The discovery of the remains of native children in Kamloops has shocked the nation. Perhaps, Susan Delacourt writes, things will change:

Three days after the horrifying discovery of children’s remains outside a former residential school in Kamloops, B.C., the country feels on the verge of an important moment — one that could punch through complacency in a way that reports, inquiries and “calls for action” have not.

In Canada’s long conversation over Indigenous truth and reconciliation, the discovery of these children’s bodies inscribes a brutal, indelible entry in the “truth” part of the ledger.

We have been forced to confront what has been truly ugly in our history:

In Ottawa, for one unofficial memorial day at least, it was being treated as such on Monday, marked best perhaps by the tearful public breakdown of NDP Leader Jagmeet Singh.

Silent, struggling for words for nearly one long minute, Singh was only able to say he would pursue “justice” for these children before ending his news conference. It was an affecting display of what Singh had arrived to say: that words are not going to fix this.

Prime Minister Justin Trudeau cast the Kamloops discovery as the painful, unavoidable truth for those who have been trying to avert their eyes from the history of residential schools.

Speaking to reporters on Monday, Trudeau at least twice directed his comments at this constituency, arguing that the grisly find makes it impossible any longer to be casually unaware of what happened at residential schools.

“This is a moment in time,” Trudeau said. “Non-Indigenous Canadians may not have understood the depth of the trauma for those families … These are the things that Canada is waking up to this weekend. It’s a difficult and hard awakening.”

It is, indeed, a hard awakening. Now we must confront a harder question: How are we going to fix this?

Image: The Toronto Star


12 comments:

Anonymous said...

Fix? I don't think we can. The children are dead. There may be some measure of reparations that could be given to living relatives and survivors, but it won't fix the problem.

We could however ban religious institutions from ever getting government contracts again. The legacy of pain and suffering left by the residential schools, orphanages like Mount Cashel, as well as the Magdalene laundries in Ireland, is a horror we should forever seek to avoid. Finally,churches long ago lost any moral or practical claim to freedom from taxation and they should be taxed like any other business.

Cap

Owen Gray said...

They have been no paragons of virtue, Cap.

The Disaffected Lib said...

The feds will yet again try to slough this off. Sure those priests and nuns (along with some other clerics) did a number on these kids but with the sanction of the Department of Indian Affairs and the federal governments of the day, both Conservative and Liberal, aided and abetted by the RCMP.
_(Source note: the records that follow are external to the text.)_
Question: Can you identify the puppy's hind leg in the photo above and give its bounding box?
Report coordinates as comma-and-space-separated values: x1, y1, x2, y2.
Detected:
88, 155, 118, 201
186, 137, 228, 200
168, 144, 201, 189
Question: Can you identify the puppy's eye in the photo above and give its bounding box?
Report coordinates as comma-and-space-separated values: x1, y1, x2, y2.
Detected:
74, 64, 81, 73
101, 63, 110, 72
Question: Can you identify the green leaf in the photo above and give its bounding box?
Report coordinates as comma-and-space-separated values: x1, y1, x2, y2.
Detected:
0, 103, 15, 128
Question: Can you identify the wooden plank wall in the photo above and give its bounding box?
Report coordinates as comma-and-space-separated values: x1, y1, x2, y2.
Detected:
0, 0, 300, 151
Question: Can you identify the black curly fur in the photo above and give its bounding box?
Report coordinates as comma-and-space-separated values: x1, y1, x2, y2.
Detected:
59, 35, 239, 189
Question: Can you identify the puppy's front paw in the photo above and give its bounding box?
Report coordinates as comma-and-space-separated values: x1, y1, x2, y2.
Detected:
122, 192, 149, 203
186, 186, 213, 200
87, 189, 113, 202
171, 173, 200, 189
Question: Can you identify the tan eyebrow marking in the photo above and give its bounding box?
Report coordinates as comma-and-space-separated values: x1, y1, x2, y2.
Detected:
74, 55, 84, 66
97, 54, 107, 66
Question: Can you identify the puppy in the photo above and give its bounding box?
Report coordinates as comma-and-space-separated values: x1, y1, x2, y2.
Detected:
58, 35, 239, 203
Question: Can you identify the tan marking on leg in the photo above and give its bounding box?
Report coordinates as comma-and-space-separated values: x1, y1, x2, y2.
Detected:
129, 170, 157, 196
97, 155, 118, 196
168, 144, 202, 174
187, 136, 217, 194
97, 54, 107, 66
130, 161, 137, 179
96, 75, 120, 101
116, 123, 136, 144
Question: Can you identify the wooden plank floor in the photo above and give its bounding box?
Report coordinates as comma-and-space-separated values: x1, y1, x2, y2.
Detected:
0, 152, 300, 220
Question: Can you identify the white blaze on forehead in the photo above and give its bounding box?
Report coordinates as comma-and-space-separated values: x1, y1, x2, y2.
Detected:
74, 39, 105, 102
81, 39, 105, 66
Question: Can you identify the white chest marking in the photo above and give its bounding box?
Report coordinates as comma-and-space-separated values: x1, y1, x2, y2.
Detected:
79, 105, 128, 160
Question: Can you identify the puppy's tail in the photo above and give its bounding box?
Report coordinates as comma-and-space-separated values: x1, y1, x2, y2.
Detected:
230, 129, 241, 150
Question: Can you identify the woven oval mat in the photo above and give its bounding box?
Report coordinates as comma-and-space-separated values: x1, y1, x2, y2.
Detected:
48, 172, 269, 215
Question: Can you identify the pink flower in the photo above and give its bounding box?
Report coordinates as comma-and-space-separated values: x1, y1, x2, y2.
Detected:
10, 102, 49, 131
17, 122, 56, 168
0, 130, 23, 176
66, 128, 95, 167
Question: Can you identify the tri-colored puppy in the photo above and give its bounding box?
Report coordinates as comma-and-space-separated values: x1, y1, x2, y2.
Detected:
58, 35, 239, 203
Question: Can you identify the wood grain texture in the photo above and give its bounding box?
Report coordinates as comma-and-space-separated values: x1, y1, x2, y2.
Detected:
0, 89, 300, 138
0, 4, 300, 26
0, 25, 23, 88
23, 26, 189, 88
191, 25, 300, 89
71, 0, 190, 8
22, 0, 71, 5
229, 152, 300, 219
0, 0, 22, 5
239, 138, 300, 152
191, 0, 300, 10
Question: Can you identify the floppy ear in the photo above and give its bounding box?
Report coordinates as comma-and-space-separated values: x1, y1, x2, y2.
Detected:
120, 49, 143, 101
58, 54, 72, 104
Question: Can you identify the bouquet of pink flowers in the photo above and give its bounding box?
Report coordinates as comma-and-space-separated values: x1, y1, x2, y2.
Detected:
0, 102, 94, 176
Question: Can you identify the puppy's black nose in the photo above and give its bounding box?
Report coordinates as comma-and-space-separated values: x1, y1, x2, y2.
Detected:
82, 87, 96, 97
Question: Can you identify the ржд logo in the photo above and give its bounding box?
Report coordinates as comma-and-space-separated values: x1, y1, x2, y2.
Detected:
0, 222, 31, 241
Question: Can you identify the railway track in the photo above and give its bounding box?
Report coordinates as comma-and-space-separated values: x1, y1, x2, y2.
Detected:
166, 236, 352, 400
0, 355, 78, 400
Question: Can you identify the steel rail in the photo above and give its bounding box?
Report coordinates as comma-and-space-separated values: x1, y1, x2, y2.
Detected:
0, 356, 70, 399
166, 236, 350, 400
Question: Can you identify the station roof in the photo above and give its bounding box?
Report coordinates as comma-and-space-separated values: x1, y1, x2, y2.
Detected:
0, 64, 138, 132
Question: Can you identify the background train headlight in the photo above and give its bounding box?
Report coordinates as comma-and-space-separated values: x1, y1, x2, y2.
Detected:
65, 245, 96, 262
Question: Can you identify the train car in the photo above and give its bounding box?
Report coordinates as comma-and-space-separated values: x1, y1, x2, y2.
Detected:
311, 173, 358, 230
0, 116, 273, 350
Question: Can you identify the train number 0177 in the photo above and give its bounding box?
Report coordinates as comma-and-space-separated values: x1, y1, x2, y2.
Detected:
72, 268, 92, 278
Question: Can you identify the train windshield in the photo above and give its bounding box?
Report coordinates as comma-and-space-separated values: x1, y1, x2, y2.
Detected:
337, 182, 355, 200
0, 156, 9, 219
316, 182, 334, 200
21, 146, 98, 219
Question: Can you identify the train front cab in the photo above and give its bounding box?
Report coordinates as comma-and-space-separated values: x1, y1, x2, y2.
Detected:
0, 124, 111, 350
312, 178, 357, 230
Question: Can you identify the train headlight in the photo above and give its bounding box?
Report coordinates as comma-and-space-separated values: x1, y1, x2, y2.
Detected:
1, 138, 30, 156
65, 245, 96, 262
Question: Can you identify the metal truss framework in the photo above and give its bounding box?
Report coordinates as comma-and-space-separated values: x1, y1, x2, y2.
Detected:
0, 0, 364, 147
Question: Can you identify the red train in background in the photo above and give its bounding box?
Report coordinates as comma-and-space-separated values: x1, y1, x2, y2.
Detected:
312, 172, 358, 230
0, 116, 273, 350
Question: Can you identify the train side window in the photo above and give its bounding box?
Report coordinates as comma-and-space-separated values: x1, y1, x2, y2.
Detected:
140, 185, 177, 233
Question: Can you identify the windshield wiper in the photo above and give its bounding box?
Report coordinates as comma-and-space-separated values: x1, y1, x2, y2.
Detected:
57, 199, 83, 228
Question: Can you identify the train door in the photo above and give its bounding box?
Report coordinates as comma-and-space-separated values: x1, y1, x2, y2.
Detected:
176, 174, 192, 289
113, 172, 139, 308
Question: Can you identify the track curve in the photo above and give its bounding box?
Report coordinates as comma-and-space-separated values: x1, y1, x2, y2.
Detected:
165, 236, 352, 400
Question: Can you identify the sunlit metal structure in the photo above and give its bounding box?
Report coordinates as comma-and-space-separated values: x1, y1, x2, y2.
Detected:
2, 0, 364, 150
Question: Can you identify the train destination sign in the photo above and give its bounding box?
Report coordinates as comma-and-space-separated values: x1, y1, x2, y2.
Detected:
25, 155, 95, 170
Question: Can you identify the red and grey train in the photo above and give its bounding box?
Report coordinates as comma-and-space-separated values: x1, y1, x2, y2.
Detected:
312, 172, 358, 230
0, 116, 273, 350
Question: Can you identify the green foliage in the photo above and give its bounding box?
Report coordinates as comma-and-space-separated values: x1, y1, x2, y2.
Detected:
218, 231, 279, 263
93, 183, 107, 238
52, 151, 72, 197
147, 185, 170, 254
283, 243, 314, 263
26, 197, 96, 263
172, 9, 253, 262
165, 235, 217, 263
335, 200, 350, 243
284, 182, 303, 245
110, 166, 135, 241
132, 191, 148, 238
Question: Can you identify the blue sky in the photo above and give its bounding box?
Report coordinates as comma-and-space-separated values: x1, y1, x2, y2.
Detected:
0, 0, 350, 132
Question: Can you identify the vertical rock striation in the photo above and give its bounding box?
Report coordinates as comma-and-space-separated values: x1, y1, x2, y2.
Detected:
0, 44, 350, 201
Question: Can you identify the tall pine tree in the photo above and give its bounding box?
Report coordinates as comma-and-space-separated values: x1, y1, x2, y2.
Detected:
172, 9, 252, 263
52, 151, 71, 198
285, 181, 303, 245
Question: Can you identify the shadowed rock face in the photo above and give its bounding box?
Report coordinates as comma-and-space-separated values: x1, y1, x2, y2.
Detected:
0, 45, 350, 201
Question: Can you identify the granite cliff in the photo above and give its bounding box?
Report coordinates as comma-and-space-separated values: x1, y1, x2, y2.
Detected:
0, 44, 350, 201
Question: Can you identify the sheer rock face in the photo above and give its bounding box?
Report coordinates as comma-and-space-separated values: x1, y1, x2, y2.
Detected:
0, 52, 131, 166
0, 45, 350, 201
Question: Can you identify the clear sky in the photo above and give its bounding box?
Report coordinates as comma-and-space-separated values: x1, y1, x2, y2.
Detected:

The Mounties admit their role in removing children from their parents and, later, "searching for and returning truants." These weren't truants, idlers skipping class. I was a truant. These kids were escaping their abusers, fleeing in search of safety, fleeing for their lives. The Mounties also insist, unconvincingly, they had no idea about the abuse and deaths of these kids. Bollocks.

In 1875, Bishop Vital Grandin, wrote: "We instil in them a pronounced distaste for the native life so that they will be humiliated when reminded of their origin. When they graduate from our institutions, the children have lost everything Native except their blood."

Bishop Grandin is venerated across the West. There's a Bishop Grandin Boulevard in Winnipeg, A Grandin LRT station in Edmonton complete with mural of Grandin and a Residential School, and a Bishop Grandin High School in Calgary.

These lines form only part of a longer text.